The c-section was scheduled for 8.45am on 9 Mar, Monday so we checked into Thomson Medical Centre at about 11.30pm on Sunday night. Our room was newly renovated and really nice. From the bed, I had access to the Internet via the trolley table that is used to serve meals! We didn’t really sleep well that night cos we were so excited and also had to wake up really early the next day to be prepped for the c-section. Since I was on epidural, I was awake during the operation and by the time Adrian made his way to the operating theatre, I was already cut open. He tried not to look but did and was quite horrified.

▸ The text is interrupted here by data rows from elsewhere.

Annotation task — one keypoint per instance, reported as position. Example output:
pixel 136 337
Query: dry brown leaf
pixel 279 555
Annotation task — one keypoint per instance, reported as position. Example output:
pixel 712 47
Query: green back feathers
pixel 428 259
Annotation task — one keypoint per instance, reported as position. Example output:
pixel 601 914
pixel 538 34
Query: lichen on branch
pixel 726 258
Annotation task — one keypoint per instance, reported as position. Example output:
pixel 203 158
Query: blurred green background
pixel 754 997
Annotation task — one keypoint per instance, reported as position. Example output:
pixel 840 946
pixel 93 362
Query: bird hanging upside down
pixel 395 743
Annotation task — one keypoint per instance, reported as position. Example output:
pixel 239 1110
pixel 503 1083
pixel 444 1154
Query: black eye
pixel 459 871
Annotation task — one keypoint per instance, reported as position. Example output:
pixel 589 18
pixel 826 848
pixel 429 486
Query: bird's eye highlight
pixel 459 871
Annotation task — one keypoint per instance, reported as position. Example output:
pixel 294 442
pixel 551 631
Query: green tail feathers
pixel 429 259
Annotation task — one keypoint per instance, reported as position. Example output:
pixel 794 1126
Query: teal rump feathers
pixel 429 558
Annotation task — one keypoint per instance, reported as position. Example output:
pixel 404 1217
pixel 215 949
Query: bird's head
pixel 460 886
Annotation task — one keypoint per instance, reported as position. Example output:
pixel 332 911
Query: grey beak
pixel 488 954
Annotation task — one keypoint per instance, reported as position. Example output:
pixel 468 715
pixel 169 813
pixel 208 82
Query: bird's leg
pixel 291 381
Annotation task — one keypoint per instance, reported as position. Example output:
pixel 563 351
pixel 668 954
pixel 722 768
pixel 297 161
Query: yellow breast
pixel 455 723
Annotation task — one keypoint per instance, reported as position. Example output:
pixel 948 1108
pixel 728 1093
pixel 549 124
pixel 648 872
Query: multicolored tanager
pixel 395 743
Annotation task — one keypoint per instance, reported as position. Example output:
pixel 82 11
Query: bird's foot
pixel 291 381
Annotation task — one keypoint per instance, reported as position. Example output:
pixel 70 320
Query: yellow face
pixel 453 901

Before I knew it, baby was out at 8.55am and they showed her to me, gunk and all, over the ‘curtain’ separating the top and bottom halves of my body. Then they cleaned her up and passed her to me all bundled up and I saw her clearly for the first time. :) I don’t really remember much after that cos I was drugged and I slept for quite a bit before seeing Anya again. Had to stay in bed for a day with a drip and catheter but was allowed out of bed the next morning. The pain wasn’t too bad and I didn’t really need the pain meds except first thing in the morning and before I went to sleep. The cut has healed well and I’ll be removing the dressing in a few days’ time!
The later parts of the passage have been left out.